St. Croix will survive the economic challenges posed by the closure of its major employer, according to Gov. John deJongh Jr., who addressed the St. Croix Chamber of Commerce on Thursday.
The future will look different than the past, but the island and the territory will survive, he said.
DeJongh spoke at the Chamber’s annual breakfast at the Palms at Pelican Cove, talking about the challenges to St. Croix’s economy and its resurgence in the aftermath of the closure of the Hovensa refinery.
The governor presented what he called a comprehensive plan for the island’s economic future, focusing on several key areas of development and assistance. St. Croix’s economy will recover without its flagship business, he said, but everyone will have to work together to make that happen.
The immediate focus, deJongh said, is to continue building on the foundation in place for a sustainable and more diverse economy, one that creates job opportunities for St. Croix residents and promotes the social conditions that contribute to a high quality of life: health, safety, and education.
The governor told the gathered business leaders that officials in his administration are trying to minimize the refinery’s closure in whatever ways possible.
Job creation is a priority, he said, noting that while the closure of the territory’s largest private employer will hurt the economy, the action leaves a skilled workforce ready to take on new responsibilities and serve new employers.
“We have a tremendous opportunity to reshape our future and will continue to build on the strength and will of our people to succeed and prosper. I encourage you as members of the private sector to be involved and engaged,” he said.
The U.S. Virgin Islands is borrowing from the federal government to pay its share of unemployment benefits, he said, and through the Department of Labor has deployed rapid response teams to assist those who were recently put out of work.
“We are providing relief each month to struggling families throughout the territory and continue taking steps to stabilize the economy.”
The governor also noted recent positive economic developments in the territory. This week, deJongh accepted the first case of locally produced Captain Morgan Rum from executives of Diageo Brands, a sign of the steady production under way at the St. Croix distillery.
In the coming months, the distillery’s Visitors Center will open to the public, and as the world’s second-largest producer of beer, wine and spirits, Diageo is considering new product lines for the island, deJongh told the group.
He discussed several measures his administration is implementing to boost the local economy, including the territory’s broadband project, additional airlift, enhanced marketing by the Department of Tourism, and ongoing efforts by the Economic Development Authority to attract more businesses to the territory.

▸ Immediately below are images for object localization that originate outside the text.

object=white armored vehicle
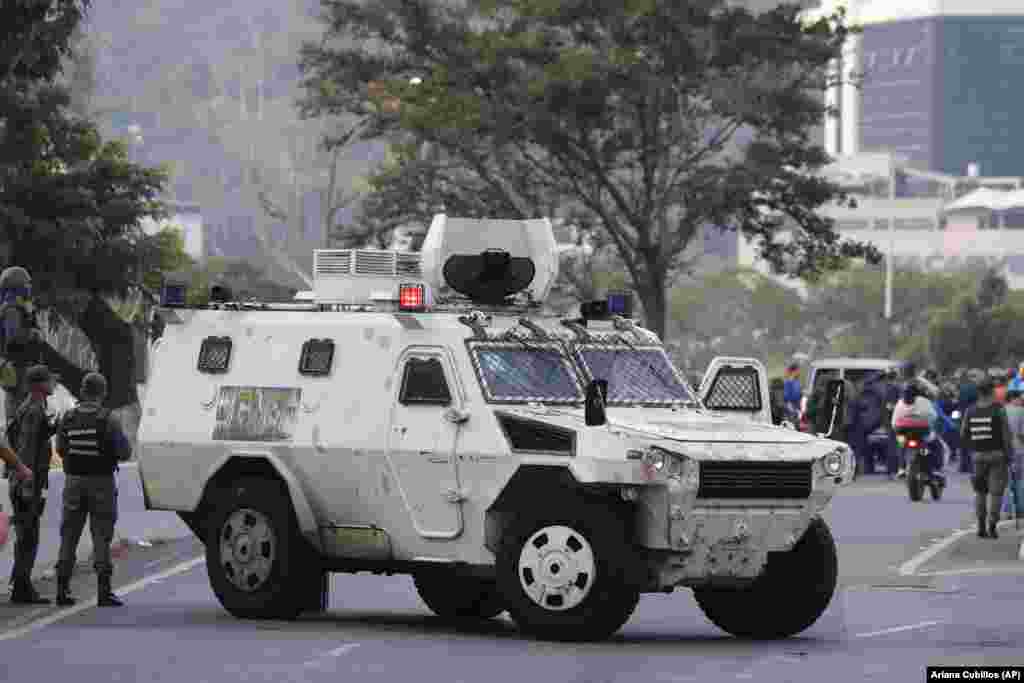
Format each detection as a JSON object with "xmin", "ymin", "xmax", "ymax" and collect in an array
[{"xmin": 138, "ymin": 214, "xmax": 853, "ymax": 642}]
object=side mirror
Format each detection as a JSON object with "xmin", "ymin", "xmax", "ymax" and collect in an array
[
  {"xmin": 585, "ymin": 379, "xmax": 608, "ymax": 426},
  {"xmin": 821, "ymin": 379, "xmax": 847, "ymax": 438}
]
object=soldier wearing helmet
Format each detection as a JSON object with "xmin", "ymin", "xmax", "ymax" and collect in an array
[{"xmin": 54, "ymin": 372, "xmax": 132, "ymax": 607}]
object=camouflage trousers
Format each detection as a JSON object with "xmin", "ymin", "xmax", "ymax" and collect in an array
[
  {"xmin": 972, "ymin": 451, "xmax": 1009, "ymax": 527},
  {"xmin": 8, "ymin": 482, "xmax": 44, "ymax": 584},
  {"xmin": 56, "ymin": 475, "xmax": 118, "ymax": 580}
]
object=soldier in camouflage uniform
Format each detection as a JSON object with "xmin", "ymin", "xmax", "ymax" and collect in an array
[
  {"xmin": 54, "ymin": 372, "xmax": 132, "ymax": 607},
  {"xmin": 8, "ymin": 364, "xmax": 58, "ymax": 604}
]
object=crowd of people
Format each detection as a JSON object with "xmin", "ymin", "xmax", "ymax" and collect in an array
[{"xmin": 770, "ymin": 362, "xmax": 1024, "ymax": 535}]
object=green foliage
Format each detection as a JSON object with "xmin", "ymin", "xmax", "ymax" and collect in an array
[{"xmin": 299, "ymin": 0, "xmax": 880, "ymax": 337}]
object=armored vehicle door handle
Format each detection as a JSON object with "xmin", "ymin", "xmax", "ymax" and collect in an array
[{"xmin": 444, "ymin": 408, "xmax": 470, "ymax": 424}]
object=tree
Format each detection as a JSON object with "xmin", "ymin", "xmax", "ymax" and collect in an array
[
  {"xmin": 1, "ymin": 1, "xmax": 171, "ymax": 409},
  {"xmin": 298, "ymin": 0, "xmax": 881, "ymax": 338}
]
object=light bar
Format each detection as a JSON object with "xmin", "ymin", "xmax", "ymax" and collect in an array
[{"xmin": 398, "ymin": 283, "xmax": 426, "ymax": 311}]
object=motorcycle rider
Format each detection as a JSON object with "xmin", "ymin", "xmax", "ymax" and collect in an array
[{"xmin": 891, "ymin": 381, "xmax": 944, "ymax": 482}]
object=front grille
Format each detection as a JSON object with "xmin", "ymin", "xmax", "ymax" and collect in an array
[{"xmin": 697, "ymin": 461, "xmax": 812, "ymax": 499}]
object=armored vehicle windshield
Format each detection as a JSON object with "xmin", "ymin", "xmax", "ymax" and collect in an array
[
  {"xmin": 469, "ymin": 341, "xmax": 584, "ymax": 404},
  {"xmin": 573, "ymin": 345, "xmax": 696, "ymax": 406}
]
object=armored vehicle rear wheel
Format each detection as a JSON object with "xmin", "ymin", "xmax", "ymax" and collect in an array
[
  {"xmin": 496, "ymin": 499, "xmax": 639, "ymax": 642},
  {"xmin": 206, "ymin": 477, "xmax": 318, "ymax": 620},
  {"xmin": 413, "ymin": 571, "xmax": 505, "ymax": 620},
  {"xmin": 693, "ymin": 517, "xmax": 838, "ymax": 639}
]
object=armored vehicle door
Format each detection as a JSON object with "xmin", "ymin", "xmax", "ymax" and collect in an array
[
  {"xmin": 387, "ymin": 346, "xmax": 465, "ymax": 540},
  {"xmin": 698, "ymin": 356, "xmax": 772, "ymax": 424}
]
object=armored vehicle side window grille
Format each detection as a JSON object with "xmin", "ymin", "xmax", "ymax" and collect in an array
[
  {"xmin": 704, "ymin": 367, "xmax": 762, "ymax": 411},
  {"xmin": 574, "ymin": 346, "xmax": 694, "ymax": 405},
  {"xmin": 198, "ymin": 336, "xmax": 232, "ymax": 374},
  {"xmin": 299, "ymin": 339, "xmax": 335, "ymax": 376},
  {"xmin": 470, "ymin": 343, "xmax": 583, "ymax": 404},
  {"xmin": 399, "ymin": 357, "xmax": 452, "ymax": 405},
  {"xmin": 497, "ymin": 414, "xmax": 575, "ymax": 455}
]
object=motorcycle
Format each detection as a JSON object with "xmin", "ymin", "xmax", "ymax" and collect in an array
[{"xmin": 894, "ymin": 417, "xmax": 946, "ymax": 502}]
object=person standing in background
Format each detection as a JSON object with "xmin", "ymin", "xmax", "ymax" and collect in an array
[
  {"xmin": 961, "ymin": 379, "xmax": 1013, "ymax": 539},
  {"xmin": 1002, "ymin": 390, "xmax": 1024, "ymax": 522},
  {"xmin": 783, "ymin": 363, "xmax": 802, "ymax": 423}
]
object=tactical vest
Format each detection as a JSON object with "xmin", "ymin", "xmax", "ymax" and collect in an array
[
  {"xmin": 59, "ymin": 407, "xmax": 115, "ymax": 476},
  {"xmin": 966, "ymin": 404, "xmax": 1006, "ymax": 452}
]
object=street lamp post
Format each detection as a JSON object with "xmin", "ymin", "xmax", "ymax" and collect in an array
[{"xmin": 884, "ymin": 154, "xmax": 896, "ymax": 355}]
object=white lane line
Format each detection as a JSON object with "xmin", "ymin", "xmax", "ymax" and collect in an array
[
  {"xmin": 899, "ymin": 519, "xmax": 1020, "ymax": 576},
  {"xmin": 854, "ymin": 620, "xmax": 944, "ymax": 639},
  {"xmin": 0, "ymin": 556, "xmax": 205, "ymax": 642},
  {"xmin": 899, "ymin": 530, "xmax": 970, "ymax": 576},
  {"xmin": 916, "ymin": 566, "xmax": 1024, "ymax": 577},
  {"xmin": 303, "ymin": 643, "xmax": 361, "ymax": 669}
]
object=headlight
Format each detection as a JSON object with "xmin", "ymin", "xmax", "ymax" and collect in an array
[
  {"xmin": 642, "ymin": 448, "xmax": 666, "ymax": 471},
  {"xmin": 822, "ymin": 449, "xmax": 845, "ymax": 476},
  {"xmin": 951, "ymin": 410, "xmax": 961, "ymax": 420}
]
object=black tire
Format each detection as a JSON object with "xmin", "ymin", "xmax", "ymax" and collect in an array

“All the key elements are in place to sustain the ambitions of everyone who lives here and transform the territory to new levels of prosperity,” he said.
The governor discussed tax reform, including the possibility of implementing a sales tax, import tax or slightly raising the gross receipts tax rate as a means of increasing revenue during the fiscal crisis.
The governor also told chamber members that improved public safety is a major aspect of the island’s economic renewal. Under newly confirmed Police Commissioner Henry White Jr., the Virgin Islands will continue its trend toward a more effective, efficient and accountable police department, deJongh said.
Self-interest of businesses must be aligned with a broader public interest, the governor concluded. He urged them to work with him to achieve such an alignment — one that benefits all Virgin Islanders.
The business leaders gave the governor a standing ovation after his remarks, and Chamber of Commerce President and Chairman Stuart Logan said deJongh “remains strong and steadfast in facing the challenges before us.”